There is no concise manual for how to be a good parent. No matter how many hours of pregnancy classes or how many books one reads in preparation for this amazing adventure rife with challenge and revelation, from the first day a child enters the world, s/he changes it. No matter what we think we can expect, rarely a day goes by that doesn’t bring a surprise of one form or another. And parenting doesn’t end once our children graduate from infancy, or childhood, or adolescence. Just as we think we might be mastering a particular stage of our child’s development, a new stage emerges, often with new expectations, and no two children experience these stages the same way. So where does Parenting Through a Jewish Lens fit into the picture?
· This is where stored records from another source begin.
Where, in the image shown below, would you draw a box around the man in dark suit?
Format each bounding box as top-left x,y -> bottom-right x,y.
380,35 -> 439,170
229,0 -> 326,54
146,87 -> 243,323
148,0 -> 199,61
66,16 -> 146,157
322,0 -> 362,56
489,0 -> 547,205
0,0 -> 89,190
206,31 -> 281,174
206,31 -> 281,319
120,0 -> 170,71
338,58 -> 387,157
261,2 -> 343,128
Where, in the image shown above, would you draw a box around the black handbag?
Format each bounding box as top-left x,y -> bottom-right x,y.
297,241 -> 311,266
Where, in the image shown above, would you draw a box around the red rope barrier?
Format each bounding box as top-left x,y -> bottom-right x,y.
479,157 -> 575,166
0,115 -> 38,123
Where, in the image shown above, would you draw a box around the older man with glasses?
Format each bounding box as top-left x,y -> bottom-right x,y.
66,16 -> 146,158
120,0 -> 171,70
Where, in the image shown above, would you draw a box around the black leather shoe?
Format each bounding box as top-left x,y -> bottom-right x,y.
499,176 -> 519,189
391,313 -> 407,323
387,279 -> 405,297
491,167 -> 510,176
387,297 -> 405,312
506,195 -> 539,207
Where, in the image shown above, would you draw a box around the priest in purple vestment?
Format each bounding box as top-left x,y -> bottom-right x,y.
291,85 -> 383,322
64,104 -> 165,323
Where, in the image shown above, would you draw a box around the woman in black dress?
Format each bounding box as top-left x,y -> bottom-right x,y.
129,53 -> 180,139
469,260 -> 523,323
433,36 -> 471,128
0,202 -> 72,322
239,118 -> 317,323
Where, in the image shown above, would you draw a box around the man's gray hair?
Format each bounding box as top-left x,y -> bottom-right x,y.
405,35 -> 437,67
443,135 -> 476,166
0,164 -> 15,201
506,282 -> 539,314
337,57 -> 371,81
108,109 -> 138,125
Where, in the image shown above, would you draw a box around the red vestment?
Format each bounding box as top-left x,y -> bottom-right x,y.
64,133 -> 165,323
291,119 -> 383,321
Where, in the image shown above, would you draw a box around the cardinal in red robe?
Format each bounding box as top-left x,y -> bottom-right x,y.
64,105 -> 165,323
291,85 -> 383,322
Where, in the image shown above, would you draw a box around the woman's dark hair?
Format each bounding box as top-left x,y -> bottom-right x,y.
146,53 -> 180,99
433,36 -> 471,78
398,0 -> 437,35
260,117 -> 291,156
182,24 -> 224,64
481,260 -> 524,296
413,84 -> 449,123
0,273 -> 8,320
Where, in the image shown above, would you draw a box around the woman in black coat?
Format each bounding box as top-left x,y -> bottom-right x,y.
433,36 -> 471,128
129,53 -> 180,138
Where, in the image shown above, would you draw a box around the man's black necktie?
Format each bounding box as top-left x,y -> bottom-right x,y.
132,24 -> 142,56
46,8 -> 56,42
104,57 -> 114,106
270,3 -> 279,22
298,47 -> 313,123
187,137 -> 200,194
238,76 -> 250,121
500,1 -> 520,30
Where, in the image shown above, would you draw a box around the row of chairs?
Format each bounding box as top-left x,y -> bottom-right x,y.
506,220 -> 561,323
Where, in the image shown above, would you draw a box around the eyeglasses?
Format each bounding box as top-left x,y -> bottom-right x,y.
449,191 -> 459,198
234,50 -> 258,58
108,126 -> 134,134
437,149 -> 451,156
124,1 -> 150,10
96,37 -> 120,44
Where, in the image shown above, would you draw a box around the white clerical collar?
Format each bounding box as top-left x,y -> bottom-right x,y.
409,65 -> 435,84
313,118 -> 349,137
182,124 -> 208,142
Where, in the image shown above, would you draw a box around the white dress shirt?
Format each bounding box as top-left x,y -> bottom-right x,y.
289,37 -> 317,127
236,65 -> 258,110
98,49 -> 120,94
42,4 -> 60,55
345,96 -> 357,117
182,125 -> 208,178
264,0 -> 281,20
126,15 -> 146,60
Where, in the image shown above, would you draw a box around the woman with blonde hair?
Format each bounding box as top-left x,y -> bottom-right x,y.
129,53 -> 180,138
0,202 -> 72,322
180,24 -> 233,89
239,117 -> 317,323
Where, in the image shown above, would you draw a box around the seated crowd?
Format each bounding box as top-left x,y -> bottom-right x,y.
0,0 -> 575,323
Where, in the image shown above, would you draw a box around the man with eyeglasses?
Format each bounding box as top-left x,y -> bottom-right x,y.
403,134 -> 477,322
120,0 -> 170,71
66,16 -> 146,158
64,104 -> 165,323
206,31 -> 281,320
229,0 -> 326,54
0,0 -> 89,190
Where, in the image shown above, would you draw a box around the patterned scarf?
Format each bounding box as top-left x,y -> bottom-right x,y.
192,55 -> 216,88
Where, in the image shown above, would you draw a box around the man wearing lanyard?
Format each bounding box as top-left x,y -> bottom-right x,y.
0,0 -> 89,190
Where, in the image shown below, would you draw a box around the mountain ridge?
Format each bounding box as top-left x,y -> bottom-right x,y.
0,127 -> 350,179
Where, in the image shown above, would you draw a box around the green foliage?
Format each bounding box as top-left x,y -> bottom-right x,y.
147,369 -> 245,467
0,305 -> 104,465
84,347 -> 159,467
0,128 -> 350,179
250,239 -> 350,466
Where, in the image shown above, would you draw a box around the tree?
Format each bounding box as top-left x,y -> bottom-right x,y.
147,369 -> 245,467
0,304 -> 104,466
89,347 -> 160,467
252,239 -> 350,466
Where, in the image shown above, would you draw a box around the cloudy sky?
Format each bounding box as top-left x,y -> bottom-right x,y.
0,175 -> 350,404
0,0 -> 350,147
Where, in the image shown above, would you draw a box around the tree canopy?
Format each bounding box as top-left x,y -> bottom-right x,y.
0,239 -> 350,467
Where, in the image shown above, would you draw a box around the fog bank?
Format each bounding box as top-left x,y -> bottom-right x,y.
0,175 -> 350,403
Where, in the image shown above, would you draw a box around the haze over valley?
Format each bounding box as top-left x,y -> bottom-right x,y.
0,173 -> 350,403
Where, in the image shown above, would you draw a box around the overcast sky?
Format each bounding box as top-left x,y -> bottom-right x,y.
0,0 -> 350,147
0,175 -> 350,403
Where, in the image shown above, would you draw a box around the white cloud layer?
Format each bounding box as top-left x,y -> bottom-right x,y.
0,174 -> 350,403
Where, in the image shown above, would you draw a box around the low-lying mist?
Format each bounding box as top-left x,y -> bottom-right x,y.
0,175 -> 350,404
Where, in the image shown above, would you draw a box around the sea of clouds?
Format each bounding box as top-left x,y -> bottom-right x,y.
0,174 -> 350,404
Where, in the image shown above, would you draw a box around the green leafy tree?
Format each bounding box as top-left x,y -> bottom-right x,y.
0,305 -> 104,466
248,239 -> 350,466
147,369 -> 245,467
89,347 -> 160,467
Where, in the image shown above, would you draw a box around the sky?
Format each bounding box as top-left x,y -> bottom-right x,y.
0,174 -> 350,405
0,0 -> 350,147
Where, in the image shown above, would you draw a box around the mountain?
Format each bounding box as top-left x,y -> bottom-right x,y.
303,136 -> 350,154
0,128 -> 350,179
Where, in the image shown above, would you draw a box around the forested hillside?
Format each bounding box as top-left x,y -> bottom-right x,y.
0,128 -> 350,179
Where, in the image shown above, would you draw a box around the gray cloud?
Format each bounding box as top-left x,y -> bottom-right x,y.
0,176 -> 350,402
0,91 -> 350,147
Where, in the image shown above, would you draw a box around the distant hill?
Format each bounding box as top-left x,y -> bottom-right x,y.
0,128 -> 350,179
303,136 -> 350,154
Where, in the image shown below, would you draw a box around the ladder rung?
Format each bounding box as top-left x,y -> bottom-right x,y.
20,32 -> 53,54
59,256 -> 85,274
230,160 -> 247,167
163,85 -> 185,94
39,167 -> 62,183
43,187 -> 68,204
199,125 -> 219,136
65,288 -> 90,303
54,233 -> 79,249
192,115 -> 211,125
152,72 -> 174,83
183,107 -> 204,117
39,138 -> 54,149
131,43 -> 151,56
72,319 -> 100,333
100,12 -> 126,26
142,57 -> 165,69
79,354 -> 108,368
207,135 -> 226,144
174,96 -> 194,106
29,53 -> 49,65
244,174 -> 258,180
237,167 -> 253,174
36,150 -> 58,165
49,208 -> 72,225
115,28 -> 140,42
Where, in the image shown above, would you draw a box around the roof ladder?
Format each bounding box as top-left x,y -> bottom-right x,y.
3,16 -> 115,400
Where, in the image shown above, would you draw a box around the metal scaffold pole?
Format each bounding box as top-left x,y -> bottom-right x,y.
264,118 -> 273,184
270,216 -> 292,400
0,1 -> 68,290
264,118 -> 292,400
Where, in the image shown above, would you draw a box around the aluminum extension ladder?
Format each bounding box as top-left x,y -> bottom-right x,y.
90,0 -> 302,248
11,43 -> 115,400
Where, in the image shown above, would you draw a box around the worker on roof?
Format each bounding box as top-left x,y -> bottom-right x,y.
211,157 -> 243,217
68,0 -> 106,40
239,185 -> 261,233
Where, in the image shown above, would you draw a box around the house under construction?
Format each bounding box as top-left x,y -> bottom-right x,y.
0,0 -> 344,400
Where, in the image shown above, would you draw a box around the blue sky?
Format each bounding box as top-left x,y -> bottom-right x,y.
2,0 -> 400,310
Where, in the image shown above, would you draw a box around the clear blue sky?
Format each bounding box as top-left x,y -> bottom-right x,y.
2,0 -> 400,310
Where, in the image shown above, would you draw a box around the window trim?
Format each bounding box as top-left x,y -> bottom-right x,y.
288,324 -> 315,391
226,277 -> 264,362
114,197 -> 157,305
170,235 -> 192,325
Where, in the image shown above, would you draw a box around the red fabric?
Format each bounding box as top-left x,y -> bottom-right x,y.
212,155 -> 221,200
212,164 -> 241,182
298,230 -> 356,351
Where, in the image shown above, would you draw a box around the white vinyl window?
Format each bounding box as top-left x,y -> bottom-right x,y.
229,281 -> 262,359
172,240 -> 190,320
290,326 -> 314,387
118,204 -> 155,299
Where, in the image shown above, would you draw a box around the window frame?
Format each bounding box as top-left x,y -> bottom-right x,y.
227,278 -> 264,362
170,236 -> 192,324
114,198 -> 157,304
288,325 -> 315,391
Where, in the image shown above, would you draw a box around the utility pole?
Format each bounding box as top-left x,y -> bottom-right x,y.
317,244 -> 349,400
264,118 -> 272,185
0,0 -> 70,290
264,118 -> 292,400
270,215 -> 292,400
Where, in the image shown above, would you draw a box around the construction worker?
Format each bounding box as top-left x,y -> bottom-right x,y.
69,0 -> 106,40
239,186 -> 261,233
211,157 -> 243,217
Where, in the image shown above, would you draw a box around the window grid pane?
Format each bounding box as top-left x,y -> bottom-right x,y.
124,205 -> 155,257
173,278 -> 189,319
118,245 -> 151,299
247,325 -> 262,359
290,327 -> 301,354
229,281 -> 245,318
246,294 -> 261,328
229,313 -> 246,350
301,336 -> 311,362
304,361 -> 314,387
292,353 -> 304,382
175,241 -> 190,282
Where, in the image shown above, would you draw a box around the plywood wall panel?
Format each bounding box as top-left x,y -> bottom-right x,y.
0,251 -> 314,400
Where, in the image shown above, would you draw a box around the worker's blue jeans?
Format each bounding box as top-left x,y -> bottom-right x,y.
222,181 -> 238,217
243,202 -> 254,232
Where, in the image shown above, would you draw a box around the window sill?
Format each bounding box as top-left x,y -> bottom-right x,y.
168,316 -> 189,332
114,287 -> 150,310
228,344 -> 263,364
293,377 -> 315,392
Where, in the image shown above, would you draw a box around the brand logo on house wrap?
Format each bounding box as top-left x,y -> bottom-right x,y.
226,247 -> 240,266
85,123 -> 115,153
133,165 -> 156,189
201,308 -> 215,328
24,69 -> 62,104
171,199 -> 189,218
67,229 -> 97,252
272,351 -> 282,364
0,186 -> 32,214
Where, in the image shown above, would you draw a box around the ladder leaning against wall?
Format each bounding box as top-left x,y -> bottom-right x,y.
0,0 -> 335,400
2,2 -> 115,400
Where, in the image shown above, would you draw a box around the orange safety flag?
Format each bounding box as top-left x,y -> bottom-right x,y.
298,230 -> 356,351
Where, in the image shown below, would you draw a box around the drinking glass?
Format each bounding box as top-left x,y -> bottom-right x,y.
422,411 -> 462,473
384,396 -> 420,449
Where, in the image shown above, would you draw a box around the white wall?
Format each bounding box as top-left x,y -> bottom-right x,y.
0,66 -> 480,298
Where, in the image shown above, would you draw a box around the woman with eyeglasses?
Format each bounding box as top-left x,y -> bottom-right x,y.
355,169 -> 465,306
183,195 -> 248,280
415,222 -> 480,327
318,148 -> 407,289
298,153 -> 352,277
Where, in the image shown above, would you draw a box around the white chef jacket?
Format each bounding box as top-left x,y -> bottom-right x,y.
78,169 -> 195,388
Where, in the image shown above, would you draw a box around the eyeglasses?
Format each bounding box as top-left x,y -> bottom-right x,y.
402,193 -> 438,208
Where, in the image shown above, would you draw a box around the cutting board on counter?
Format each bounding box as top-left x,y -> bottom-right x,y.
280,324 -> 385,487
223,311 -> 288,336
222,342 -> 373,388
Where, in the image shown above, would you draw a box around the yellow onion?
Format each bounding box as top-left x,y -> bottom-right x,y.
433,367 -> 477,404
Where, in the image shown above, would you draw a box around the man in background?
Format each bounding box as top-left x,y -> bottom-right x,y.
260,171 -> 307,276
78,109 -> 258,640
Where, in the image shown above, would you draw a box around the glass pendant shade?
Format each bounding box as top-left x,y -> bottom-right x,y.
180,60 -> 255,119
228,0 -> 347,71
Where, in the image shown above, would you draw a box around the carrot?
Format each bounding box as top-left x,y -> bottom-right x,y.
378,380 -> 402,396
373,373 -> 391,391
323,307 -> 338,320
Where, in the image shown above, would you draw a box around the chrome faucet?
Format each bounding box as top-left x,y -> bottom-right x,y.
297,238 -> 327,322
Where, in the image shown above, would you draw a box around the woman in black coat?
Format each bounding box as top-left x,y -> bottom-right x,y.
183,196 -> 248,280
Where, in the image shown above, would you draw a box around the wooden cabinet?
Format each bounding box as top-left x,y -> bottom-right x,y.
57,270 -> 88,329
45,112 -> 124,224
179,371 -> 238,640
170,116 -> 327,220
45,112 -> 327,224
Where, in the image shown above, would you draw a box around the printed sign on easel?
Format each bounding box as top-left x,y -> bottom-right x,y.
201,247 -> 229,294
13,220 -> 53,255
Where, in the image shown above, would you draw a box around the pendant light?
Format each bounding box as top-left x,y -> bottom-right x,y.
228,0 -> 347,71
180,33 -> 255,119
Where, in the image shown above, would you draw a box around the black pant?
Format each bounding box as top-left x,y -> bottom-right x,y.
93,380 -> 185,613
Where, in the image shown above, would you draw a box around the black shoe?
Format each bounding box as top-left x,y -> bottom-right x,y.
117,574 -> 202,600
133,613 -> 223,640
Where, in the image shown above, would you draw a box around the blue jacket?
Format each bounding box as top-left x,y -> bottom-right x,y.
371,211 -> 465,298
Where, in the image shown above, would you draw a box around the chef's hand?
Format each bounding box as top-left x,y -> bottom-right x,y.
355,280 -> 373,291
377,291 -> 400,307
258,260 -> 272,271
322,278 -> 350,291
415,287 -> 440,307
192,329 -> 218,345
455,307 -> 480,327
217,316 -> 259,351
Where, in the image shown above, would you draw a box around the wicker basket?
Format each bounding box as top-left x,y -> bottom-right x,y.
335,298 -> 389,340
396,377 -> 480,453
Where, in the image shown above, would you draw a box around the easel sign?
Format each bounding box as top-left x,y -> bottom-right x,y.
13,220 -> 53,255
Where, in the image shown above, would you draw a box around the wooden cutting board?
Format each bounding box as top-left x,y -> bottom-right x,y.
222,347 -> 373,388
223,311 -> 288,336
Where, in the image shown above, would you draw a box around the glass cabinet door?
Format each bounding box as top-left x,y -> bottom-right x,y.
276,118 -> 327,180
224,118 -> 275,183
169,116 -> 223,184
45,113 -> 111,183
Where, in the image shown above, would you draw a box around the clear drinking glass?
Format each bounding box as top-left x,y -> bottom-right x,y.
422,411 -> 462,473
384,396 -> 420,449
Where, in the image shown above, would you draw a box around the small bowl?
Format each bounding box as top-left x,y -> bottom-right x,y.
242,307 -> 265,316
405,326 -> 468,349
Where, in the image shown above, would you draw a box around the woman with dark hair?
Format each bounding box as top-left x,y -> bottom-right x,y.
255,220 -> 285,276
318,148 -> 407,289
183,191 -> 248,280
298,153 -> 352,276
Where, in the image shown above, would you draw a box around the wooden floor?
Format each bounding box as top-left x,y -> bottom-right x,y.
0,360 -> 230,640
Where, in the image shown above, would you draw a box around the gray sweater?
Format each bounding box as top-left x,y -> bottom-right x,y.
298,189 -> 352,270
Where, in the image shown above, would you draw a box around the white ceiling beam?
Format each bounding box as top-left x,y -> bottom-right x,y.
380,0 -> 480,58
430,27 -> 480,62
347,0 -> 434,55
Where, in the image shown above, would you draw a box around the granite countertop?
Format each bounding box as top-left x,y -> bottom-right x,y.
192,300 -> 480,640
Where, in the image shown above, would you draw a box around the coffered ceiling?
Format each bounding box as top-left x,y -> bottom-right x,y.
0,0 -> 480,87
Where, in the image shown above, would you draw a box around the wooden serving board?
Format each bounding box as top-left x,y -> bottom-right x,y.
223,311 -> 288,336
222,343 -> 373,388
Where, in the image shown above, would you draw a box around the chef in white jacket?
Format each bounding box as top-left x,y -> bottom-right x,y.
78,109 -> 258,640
I wasn’t quite sure what to expect when I began preparing for our first session this year. Having served in a number of educational capacities and worked with diverse populations, I anticipated that this would still be something new and I was certainly correct in that assumption. The past four sessions with my cohort from Kadimah-Toras Moshe in Brighton have been extraordinary. I do not presume to evaluate my impact as the facilitator but rather to reflect on the overall contributions from everyone in attendance. As a modern orthodox community with a diverse population, our cadre is comprised of a range of current and future parents, some with young children, some with teens, some anticipating becoming the parents they hope to be. Each member of our group adds color and depth to our conversations, often promoting deeper understanding and sparking new questions.

I anticipated that this type of learning environment would be different. I did not fully understand to what extent I would be benefitting from the process of learning with such a dynamic group of individuals. Rarely is one presented with the opportunity to truly learn among peers and to wrestle with and sometimes be inspired by the amazing resources that the Torah and our heritage provide. One of the most rewarding aspects of this “chavruta” (learning group) has been the aggregate wisdom shared and the sense of strengthened community resulting from our collective and collaborative learning. We may not become perfect parents as a result of participating in this program but I certainly expect we will become better able to face the exciting challenges and opportunities that parenthood presents. It could be a song, a prayer, an inspiring passage, or any of the many wonderful conversations and stories that we share that reminds us that we are not alone in our efforts.

PTJL is no panacea for the parenting challenges we all face. It is a wonderful outlet to learn and share, laugh and cry as we work together to help foster the next generation. It reminds us of how influential each person can be and how important our roles as parents and as children can be as we strive to be meaningful contributors to the world around us.